I meant to tell Rice about
that
meaning of the word the next time I met him – just to bring him down a peg. But it slipped my mind. I suppose because the condition disappeared as suddenly as it appeared. And anyway she had so many troubles at that stage that my skirmishes with Rice didn’t matter any more.
Molly
Tests – tests – tests – tests – tests! Between Mr Rice and Jean Wallace and George Wallace and indeed Frank himself I must have spent months and months being analysed and answering questions and identifying drawings and making sketches. And, God, those damned tests with photographs and lights and objects – those endless tricks and illusions and distortions – the Zöllner illusion, the Ames distorting room, the Staircase illusion, the Müller-Lyer illusion. And they never told you if you had passed or failed so you always assumed you failed. Such peace – such peace when they were all finished.
I stopped at the florist one evening to get something for Tony and Betty from this side – what was this side; Molly’s father and mother. For their wedding anniversary. And I spotted this little pot of flowers, like large buttercups, about six inches tall, with blue petals and what
seemed to me a whitish centre. I thought I recognized them but I wasn’t quite sure. And I wouldn’t allow myself to touch them.
‘I’ll take these,’ I said to the man.
‘Pretty, aren’t they?’ he said. ‘Just in from Holland this morning. And do you know what? – I can’t remember what they’re called. Do you know?’
‘They’re nemophila.’
‘Are they?’
‘Yes,’ I said. ‘Feel the leaves. They should be dry and feathery.’
‘You’re right,’ he said. ‘That’s what they are. They have another name, haven’t they?’
‘Baby Blue Eyes,’ I said.
‘That’s it! I’d forgotten that. Getting too old for this job.’
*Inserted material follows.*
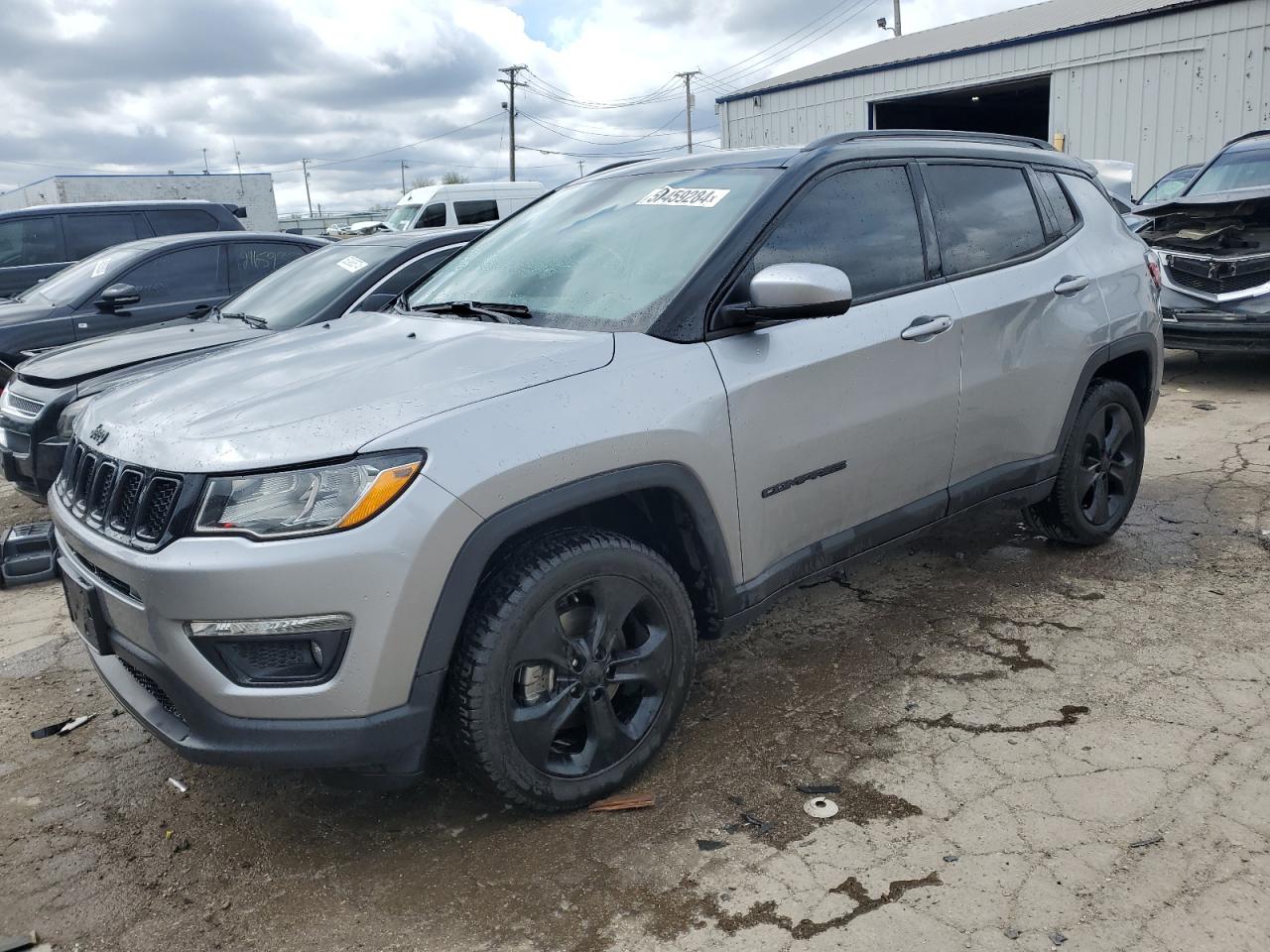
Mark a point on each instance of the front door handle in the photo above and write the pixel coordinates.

Yes, that gave me some pleasure. One silly little victory. And when I took them home and held them up to my face and looked closely at them, they weren’t nearly as pretty as buttercups. Weren’t pretty at all. Couldn’t give that as a present next door.
Frank
It was the clever Jean Wallace who spotted the distress signals first. She said to me: ‘We should be seeing a renaissance of personality at this point. Because if that doesn’t take place – and it’s not – then you can expect a withdrawal.’
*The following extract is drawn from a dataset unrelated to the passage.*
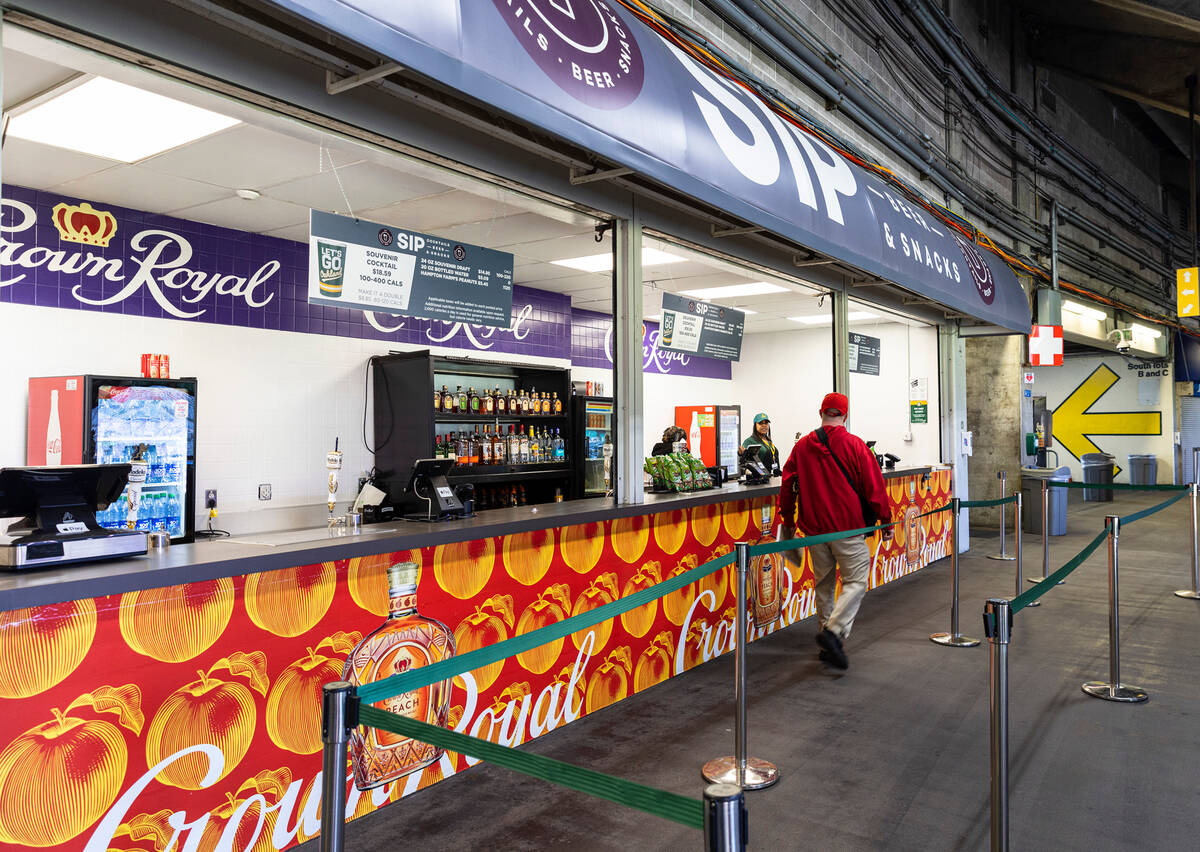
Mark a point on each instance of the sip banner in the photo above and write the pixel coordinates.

And she was right. That’s what’s happened. Molly just … withdrew.
Then in the middle of February she lost her job in the health club. And now Rita was no longer a friend. And that was so unfair – Rita kept making allowances for her long after any other boss would have got rid of her; turning in late; leaving early; maybe not even making an appearance for two or three days. Just sitting alone in her bedroom with her eyes shut, maybe listening to the radio, maybe just sitting there in silence.
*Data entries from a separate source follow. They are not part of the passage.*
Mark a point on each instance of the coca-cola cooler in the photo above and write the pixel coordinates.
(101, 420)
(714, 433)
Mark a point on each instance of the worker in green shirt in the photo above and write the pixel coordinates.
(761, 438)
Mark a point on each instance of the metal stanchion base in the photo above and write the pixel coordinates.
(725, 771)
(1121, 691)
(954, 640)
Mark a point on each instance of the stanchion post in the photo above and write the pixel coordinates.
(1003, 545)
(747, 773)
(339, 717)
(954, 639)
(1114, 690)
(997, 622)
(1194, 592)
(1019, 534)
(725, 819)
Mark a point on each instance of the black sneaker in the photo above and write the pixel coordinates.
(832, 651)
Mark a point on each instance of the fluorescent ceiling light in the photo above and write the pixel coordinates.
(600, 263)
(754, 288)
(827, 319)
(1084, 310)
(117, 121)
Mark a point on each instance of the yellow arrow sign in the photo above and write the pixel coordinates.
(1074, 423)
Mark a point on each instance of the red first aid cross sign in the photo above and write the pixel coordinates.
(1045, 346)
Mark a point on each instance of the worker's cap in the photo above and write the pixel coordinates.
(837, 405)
I made a last effort on the first of March. I took her new scarlet coat out of the wardrobe and I said, ‘Come on, girl! Enough of this. We’re going for a long walk on Tramore beach. Then we’ll have a drink in Moriarity’s. Then we’ll have dinner in that new Chinese place. Right? Right!’ And I left the coat at the foot of her bed.
And that’s where it lay for weeks. And weeks. In fact she never wore it out again.
And at that point I had come to the end of my tether. There seemed to be nothing more I could do.
Mr Rice
In those last few months a new condition appeared. She began showing symptoms of a condition known as blindsight. This is a physiological condition, not psychological. On those occasions she claimed she could see nothing, absolutely nothing at all. And indeed she was telling the truth. But even as she said this, she behaved as if she could see – reach for her purse, avoid a chair that was in her way, lift a book and hand it to you. She
was
indeed receiving visual signals and she
was
indeed responding to them. But because of a malfunction in part of the cerebral cortex none of this perception reached her consciousness. She was totally unconscious of seeing anything at all.